Le conflit s'est achevé sur une augmentation de 11% de salaire toutefois réservé au seul secteur des « roulants » de la Deutsche Bahn. De plus, cela non seulement était bien loin des 31% revendiqués par les ouvriers mais cette augmentation est déjà rognée par un ensemble de conventions salariales sur 19 mois dont la réduction de 41 à 40 heures de travail hebdomadaire pour les 20 000 conducteurs de train à partir de ... février 2009. Mais il est significatif que l'Etat ait lâché ces maigres concessions pour servir de soupape face à une montée générale des revendications sur les salaires.
La lutte autour de Nokia à Bochum
La combativité montante du prolétariat en Allemagne s'est illustrée de la manière la plus éclatante à Bochum lorsque le constructeur finnois de téléphonie mobile Nokia a annoncé pour fin 2008 la fermeture de son site à Bochum qui emploie 2300 ouvriers et qui représente avec les travailleurs intérimaires et les entreprises sous-traitantes la perte de 4000 emplois pour cette ville. Le 16 janvier, au lendemain de cette annonce, les ouvriers ont refusé de prendre leur poste de travail et des ouvriers de l'usine voisine d'Opel, d'autres de chez Mercedes ou ThyssenKrupp, des sidérurgistes de l'entreprise Hoechst à Dortmund, des métallos venus de Herne, des mineurs de la région ont afflué aux portes de l'usine Nokia pour leur apporter leur soutien et leur solidarité. Le 22 janvier, ce même sentiment de solidarité avec les ouvriers de Nokia était au cœur d'une manifestation de 15 000 personnes réunissant à nouveau les ouvriers des entreprises de toute la région défilant dans les rues de Bochum.. Les ouvriers renouent ainsi avec leurs expériences passées de combativité. En 2004, les ouvriers de l'usine Daimler-Benz à Brême s'étaient ainsi mis spontanément en grève en refusant le chantage à la concurrence entre les sites de production de la direction par solidarité à l'égard des ouvriers de Stuttgart de la même entreprise menacés de licenciements. Quelques mois plus tard, d'autres ouvriers de l'automobile, précisément déjà ceux d'Opel à Bochum, avaient déclenché spontanément une grève à leur tour face à une pression de la direction du même type. C'est justement pour enrayer ces manifestations de solidarité ouvrière par rapport aux ouvriers de Nokia à Bochum, et pour les dévoyer, que gouvernement, élus locaux ou régionaux de tout bord, église, syndicats et représentants du patronat allemand, ont orchestré une grande et bruyante campagne nationale "dénonçant" le caractère sans scrupule de Nokia et accusant le constructeur finnois d'avoir « scandaleusement abusé » l'Etat allemand et avoir profité de ses subventions. Tous jurent, la main sur le cœur, qu'ils avaient misé ces fonds pour l'emploi et qu'aujourd'hui encore ils veulent défendre bec et ongles « leurs » ouvriers contre ces patrons déloyaux[1].

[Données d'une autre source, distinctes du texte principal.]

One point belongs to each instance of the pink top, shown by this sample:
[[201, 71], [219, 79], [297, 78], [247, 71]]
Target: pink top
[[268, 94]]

La perspective est à un développement de la lutte des classes. Ce développement des luttes ouvrières dans un pays aussi central, avec toute l'expérience historique et le rôle central qu'il détient pour le prolétariat d'Europe ne peut être qu'un catalyseur puissant pour les combats que mènent les ouvriers sur tout le continent. C'est pour cette raison que la bourgeoisie fait mine de se poser à Bochum en défenseur et protecteur de « ses » ouvriers»: afin d'étouffer les réelles manifestations de la solidarité ouvrière qui se sont exprimées là et tenter d'empêcher qu'elles ne se propagent.
WA (27 janvier)[1] L'hypocrisie de l'argument est d'autant plus grande que la classe ouvrière de ce pays est particulièrement exposée aux attaques incessantes de bourgeoisie nationale (âge de la retraite repoussée jusqu'à 67 ans, plans de licenciements, coupes dans toutes les prestations sociales de l'Agenda 2010, ...).